Selain itu, Rasul juga mengajarkan konsumsi madu untuk mengobati diare. Selain madu, obat yang digunakan rasul adalah habatussaudah. Habatussaudah merupakan lada hitam yang rasanya pahit untuk mengobati segala jenis penyakit yang saat ini telah kembali populer.
Tepung talbinah juga menjadi salah satu obat pada zaman Rasulullah. Tepung yang kembali popular ini berwarna merah keunguan dan sering dibuat bubur.
Siti Aisyah, kata Ustaz Tengku, selalu memasak tepung tersebut, terutama saat ada kematian yang terjadi di rumahnya. Tepung talbinah dapat mengobati penyakit liver dan membantu dalam mengurangi kesedihan. Saat ini, tepung itu masih dapat ditemukan di Afrika.
erkait bumbu makanan, Rasulullah menyunahkan menyediakan garam mentah pendamping makanan. Karena, garam yang dicampurkan dalam makanan yang dimasak kandungan yodiumnya akan hilang.

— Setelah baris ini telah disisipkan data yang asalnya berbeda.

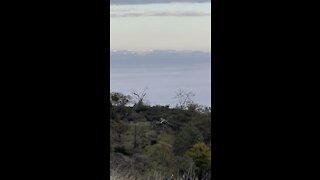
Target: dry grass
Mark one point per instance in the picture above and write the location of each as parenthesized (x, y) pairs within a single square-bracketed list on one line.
[(117, 174)]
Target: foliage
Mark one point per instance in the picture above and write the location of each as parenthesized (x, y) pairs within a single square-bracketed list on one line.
[(142, 147)]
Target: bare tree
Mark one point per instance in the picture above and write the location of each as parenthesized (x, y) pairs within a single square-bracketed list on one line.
[(139, 96), (184, 98)]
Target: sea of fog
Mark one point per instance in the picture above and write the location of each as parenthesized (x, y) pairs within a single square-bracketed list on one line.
[(163, 73)]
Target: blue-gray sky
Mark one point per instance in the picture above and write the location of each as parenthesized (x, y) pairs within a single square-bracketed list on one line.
[(167, 26), (163, 73), (162, 46)]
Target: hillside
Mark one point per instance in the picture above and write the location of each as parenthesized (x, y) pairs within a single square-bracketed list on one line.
[(149, 141)]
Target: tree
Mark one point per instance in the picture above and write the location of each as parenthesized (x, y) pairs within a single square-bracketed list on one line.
[(188, 136), (120, 128), (118, 99), (201, 156), (184, 98)]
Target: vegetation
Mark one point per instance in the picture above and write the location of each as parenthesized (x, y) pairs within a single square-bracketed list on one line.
[(159, 142)]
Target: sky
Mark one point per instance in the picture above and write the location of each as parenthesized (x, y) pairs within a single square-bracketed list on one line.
[(161, 46), (166, 26)]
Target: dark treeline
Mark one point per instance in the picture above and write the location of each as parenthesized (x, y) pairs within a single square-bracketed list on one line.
[(174, 142)]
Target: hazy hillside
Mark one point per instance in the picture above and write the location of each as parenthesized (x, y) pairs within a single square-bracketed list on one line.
[(156, 142)]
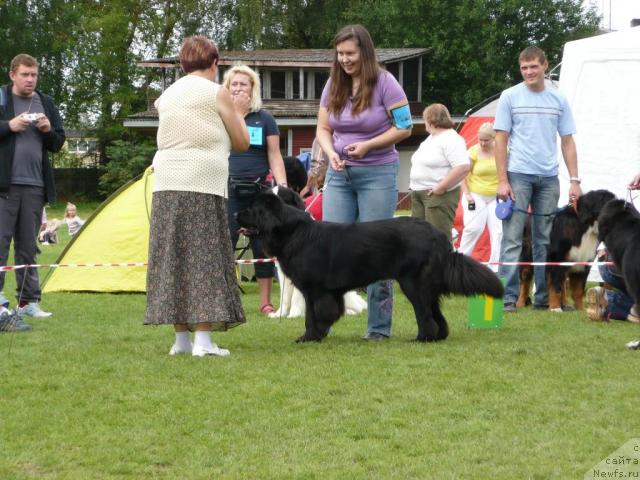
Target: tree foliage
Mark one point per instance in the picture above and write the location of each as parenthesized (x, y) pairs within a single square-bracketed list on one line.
[(88, 49)]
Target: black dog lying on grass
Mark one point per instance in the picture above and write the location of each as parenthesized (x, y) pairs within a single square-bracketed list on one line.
[(326, 260), (619, 229)]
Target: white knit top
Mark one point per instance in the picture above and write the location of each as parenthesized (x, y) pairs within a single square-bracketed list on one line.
[(193, 144)]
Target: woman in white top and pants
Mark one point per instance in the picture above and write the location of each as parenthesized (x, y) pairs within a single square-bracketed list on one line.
[(191, 280), (437, 170)]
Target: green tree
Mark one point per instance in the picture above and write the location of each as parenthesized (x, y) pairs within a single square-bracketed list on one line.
[(475, 43)]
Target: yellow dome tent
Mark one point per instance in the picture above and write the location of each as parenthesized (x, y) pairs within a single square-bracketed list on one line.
[(117, 232)]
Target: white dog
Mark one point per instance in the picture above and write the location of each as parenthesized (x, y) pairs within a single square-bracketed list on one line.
[(292, 302)]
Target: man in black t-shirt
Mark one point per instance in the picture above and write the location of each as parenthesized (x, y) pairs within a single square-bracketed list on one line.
[(30, 127)]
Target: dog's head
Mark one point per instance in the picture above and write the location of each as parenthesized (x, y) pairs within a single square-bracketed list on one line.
[(615, 212), (269, 216), (289, 197), (590, 204)]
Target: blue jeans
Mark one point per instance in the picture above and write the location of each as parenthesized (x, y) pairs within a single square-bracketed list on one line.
[(619, 302), (542, 193), (364, 194)]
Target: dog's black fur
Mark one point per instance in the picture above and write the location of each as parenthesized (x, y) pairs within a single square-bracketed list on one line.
[(296, 174), (574, 238), (619, 229), (325, 260)]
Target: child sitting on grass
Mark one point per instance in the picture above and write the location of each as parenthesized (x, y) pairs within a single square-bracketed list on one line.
[(71, 218)]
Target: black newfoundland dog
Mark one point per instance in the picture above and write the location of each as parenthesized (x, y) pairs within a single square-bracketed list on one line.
[(326, 260), (619, 229)]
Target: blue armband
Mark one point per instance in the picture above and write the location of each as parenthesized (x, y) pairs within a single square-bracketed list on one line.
[(402, 117)]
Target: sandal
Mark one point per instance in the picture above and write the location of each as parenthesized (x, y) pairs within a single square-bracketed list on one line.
[(267, 308)]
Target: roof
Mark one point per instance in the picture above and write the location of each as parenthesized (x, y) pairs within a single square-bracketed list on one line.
[(312, 57)]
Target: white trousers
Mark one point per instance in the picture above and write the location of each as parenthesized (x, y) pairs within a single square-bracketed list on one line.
[(474, 223)]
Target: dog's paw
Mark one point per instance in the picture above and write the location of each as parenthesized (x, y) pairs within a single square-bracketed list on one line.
[(304, 339)]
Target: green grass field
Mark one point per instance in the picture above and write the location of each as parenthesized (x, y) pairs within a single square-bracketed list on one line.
[(91, 393)]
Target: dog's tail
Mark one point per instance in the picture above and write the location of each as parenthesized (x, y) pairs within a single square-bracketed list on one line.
[(465, 276)]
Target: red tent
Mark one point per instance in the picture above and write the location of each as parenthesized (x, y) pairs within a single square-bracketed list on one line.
[(469, 132)]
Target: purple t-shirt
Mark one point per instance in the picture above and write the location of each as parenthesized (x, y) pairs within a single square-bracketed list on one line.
[(369, 123)]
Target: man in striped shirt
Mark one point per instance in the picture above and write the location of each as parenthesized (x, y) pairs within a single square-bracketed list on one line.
[(528, 120)]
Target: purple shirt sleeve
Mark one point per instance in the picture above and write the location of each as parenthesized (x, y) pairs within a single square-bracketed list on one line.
[(390, 90)]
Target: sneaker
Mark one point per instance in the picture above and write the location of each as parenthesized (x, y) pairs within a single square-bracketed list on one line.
[(510, 307), (33, 310), (176, 350), (596, 303), (200, 351), (633, 345), (11, 322), (374, 337)]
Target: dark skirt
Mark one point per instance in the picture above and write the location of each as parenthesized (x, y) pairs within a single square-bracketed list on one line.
[(191, 275)]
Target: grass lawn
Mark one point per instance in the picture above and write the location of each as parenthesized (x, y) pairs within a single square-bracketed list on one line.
[(91, 393)]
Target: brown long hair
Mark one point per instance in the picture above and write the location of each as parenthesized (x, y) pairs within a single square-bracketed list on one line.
[(197, 53), (341, 83)]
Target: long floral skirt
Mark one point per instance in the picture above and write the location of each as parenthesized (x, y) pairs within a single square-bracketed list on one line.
[(191, 275)]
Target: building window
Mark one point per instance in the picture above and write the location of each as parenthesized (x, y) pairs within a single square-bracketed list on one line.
[(295, 77), (410, 74), (278, 84)]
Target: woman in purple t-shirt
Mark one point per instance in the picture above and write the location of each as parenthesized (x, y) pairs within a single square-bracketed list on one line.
[(363, 114)]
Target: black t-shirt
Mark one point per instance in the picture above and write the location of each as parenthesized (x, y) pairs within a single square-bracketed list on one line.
[(27, 158), (254, 162)]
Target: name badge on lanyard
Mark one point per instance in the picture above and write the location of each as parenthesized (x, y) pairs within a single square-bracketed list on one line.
[(255, 136)]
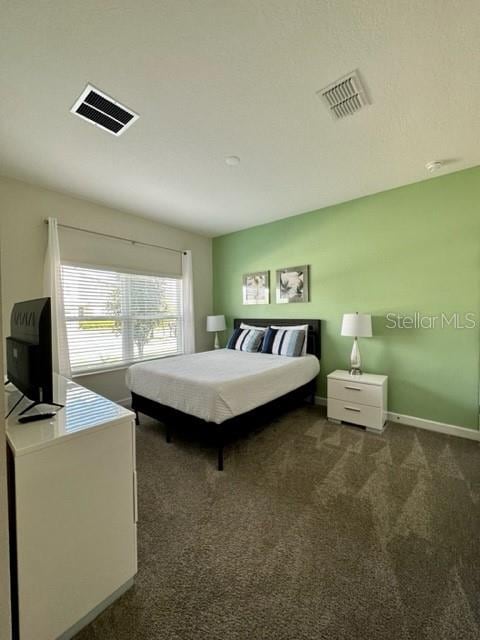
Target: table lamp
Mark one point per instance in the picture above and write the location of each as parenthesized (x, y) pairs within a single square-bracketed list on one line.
[(356, 325), (215, 324)]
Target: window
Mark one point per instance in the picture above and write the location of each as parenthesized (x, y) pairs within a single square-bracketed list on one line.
[(115, 318)]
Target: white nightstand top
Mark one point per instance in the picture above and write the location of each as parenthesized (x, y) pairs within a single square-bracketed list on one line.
[(364, 378)]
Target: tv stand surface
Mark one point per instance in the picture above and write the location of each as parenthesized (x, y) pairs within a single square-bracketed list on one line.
[(72, 490)]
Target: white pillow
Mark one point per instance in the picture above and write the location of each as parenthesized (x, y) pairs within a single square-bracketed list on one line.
[(251, 326), (303, 327)]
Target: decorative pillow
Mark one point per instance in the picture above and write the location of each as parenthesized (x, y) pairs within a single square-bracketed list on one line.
[(246, 340), (251, 326), (303, 327), (284, 342)]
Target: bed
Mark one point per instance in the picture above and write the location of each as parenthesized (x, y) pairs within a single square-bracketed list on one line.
[(224, 388)]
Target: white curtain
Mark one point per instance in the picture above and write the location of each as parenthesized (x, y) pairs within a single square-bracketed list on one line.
[(187, 298), (53, 288)]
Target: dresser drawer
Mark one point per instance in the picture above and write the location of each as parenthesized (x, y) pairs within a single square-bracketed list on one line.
[(368, 416), (354, 392)]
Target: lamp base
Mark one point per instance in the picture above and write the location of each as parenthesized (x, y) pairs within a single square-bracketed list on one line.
[(355, 372), (355, 362)]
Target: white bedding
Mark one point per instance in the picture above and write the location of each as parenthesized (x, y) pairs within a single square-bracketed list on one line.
[(218, 385)]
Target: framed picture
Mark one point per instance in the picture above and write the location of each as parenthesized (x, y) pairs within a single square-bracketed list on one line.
[(292, 284), (256, 288)]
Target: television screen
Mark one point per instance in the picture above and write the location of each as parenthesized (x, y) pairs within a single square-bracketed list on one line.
[(29, 350)]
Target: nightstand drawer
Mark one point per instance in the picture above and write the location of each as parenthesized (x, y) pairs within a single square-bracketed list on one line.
[(368, 416), (355, 392)]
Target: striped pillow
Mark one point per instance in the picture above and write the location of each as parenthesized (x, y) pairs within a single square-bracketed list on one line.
[(246, 340), (284, 342)]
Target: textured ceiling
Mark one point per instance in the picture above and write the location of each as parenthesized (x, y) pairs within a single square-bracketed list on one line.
[(213, 78)]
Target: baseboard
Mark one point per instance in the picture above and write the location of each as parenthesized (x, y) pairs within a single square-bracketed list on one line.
[(70, 633), (422, 423), (432, 425)]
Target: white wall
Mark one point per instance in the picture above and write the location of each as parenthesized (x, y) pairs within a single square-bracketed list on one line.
[(23, 236), (4, 558)]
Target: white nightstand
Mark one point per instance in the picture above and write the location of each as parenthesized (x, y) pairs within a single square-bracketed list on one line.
[(358, 399)]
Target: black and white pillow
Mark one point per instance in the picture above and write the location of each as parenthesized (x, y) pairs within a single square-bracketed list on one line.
[(284, 342), (246, 340)]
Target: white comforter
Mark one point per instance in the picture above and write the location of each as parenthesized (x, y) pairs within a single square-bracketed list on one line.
[(218, 385)]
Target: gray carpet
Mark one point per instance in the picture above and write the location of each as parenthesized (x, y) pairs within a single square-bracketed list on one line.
[(313, 531)]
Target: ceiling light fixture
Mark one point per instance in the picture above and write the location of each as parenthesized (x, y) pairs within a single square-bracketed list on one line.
[(433, 165)]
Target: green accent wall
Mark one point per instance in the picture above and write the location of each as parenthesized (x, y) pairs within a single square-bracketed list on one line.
[(411, 249)]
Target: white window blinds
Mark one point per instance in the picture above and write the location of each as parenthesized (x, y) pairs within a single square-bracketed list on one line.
[(116, 318)]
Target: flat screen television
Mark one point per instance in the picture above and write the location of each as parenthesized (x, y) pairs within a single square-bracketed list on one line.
[(29, 351)]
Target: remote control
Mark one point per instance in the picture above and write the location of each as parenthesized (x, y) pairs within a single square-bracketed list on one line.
[(37, 416)]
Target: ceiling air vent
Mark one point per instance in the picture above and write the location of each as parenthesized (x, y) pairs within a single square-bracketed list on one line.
[(104, 112), (345, 96)]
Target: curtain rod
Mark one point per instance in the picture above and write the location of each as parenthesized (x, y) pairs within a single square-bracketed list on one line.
[(108, 235)]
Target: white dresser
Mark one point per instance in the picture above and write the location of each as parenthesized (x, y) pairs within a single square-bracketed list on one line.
[(72, 485), (360, 399)]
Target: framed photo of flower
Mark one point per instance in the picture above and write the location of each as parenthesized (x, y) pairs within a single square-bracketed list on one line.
[(256, 288), (292, 284)]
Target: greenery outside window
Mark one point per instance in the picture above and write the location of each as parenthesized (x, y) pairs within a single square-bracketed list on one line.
[(115, 318)]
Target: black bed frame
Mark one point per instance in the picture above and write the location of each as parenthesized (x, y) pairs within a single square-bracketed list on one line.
[(169, 416)]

Ustaz Tengku menjelaskan bahwa Rasulullah pun melarang umat untuk menahan buang air kecil karena dapat menganggu kinerja ginjal. Untuk itu, aturan terminal buang air kecil sebenarnya telah dibuat.
“Saat kita berwudhu, biasanya kita akan masuk ke kamar mandi. Waktu-waktu berwudhu merupakan waktu yang telah diatur sebagai terminal buang air kecil,” ujarnya.
Selain itu, ada pengobatan yang disunahkan saat telah terkena penyakit. Berbekam merupakan teknik pengobatan dengan menyedot darah beku untuk melancarkan aliran darah.
Teknik bekam ini sebenarnya telah ada sejak zaman Nabi Ayub. Dahulu pengobatan dengan menyedot darah beku, yakni dengan sengatan lebah dan hisapan lintah.
Satu pengobatan yang kurang populer dan menurut Rasulullah umatnya tidak menggunakan, yaitu meletakkan sejenak besi panas pada telapak kaki yang disebut kai. “Besi panas ini yang disentuhkan pada kaki, dua hingga tiga detik akan terasa dikejutkan untuk memperlancar aliran darah,” katanya.
Pada zaman Rasul juga mengenal rukyah, pengobatan Nabi dengan cara membaca al-Fatihah di depan air dan disiramkan kepada orang yang sakit. Rukyah ini juga dapat dilakukan dengan membaca al-Fatihah serta mencampur tanah dan air liur dan dioleskan pada bagian yang sakit.
Pengobatan modern
Ustaz Tengku Zulkarnaen mengatakan bahwa pengobatan modern boleh digunakan dan tidak masalah. Rasulullah pun tidak menolak cara-cara modern.
Pengobatan modern diperbolehkan asalkan jelas garis halal dan haramnya. Seperti Rasul yang ditawari pengobatan dengan memakan hati kodok, tetapi menolaknya karena memakan kodok merupakan hal yang haram.
Begitu juga dengan pengobatan insulin untuk penyakit diabetes. Insulin diperbolehkan asalkan bersumber dari insulin sapi, bukan insulin dari hewan yang haram seperti babi.
Ketua Ikatan Dokter Indonesia (IDI) Zainal Abidin mengatakan, teknologi kedokteran semakin berkembang. Namun, sejauh ini teknologi kodekteran modern masih dalam koridor Islam sesuai Alquran dan sunah Nabi.
“Pada dasarnya pengobatan tersebut telah ada sejak zaman Nabi Muhammad, tetapi tidak persis sama karena terus berkembang selama tidak membuat orang menjadi syirik atau murtad maka pengobatan diperbolehkan,” ujarnya. Menurut Zaenal, bahan pengobatan yang digunakan pun tidak boleh melanggar ketentuan syariat Islam.
Teknologi kedokteran modern pun awalnya ditemukan oleh tokoh Islam, Ibnu Sina. Ia adalah tokoh kedokteran Muslim yang terkenal mengembangkan kedokteran modern.
Zaenal mengaku dalam kedokteran modern, sebuah pengobatan yang berbeda, misalkan pengobatan tradisional perlu diteliti bahan, alat, tujuan, dan dampak pengobatan tersebut secara ilmiah.
Seperti bekam, perlu diteliti sterilnya bahan, tujuan, dan alasan penggunaan pengobatan tersebut, kemudian disesuaikan dengan ilmu kedokteran modern. Karena, kedokteran modern bersumber dari standar pendidikan, baik kompetensi dokter maupun alat dan obat yang digunakan.
Sejak zaman Ibnu Sina, telah ada pendidikan untuk mencapai kompetensi seorang dokter meskipun belum semodern saat ini. Sehingga, Ibnu Sina pun secara tegas menolak adanya dokter-dokter palsu. “Ia membentuk Dewan Kedokteran untuk menertibkan dokter-dokter palsu,” kata Zaenal.
Ibnu Sina juga tidak menerima seseorang yang mengaku dapat menyembuhkan sebagai dokter, tetapi tidak memiliki dasar pengetahuan dan teknik kedokteran.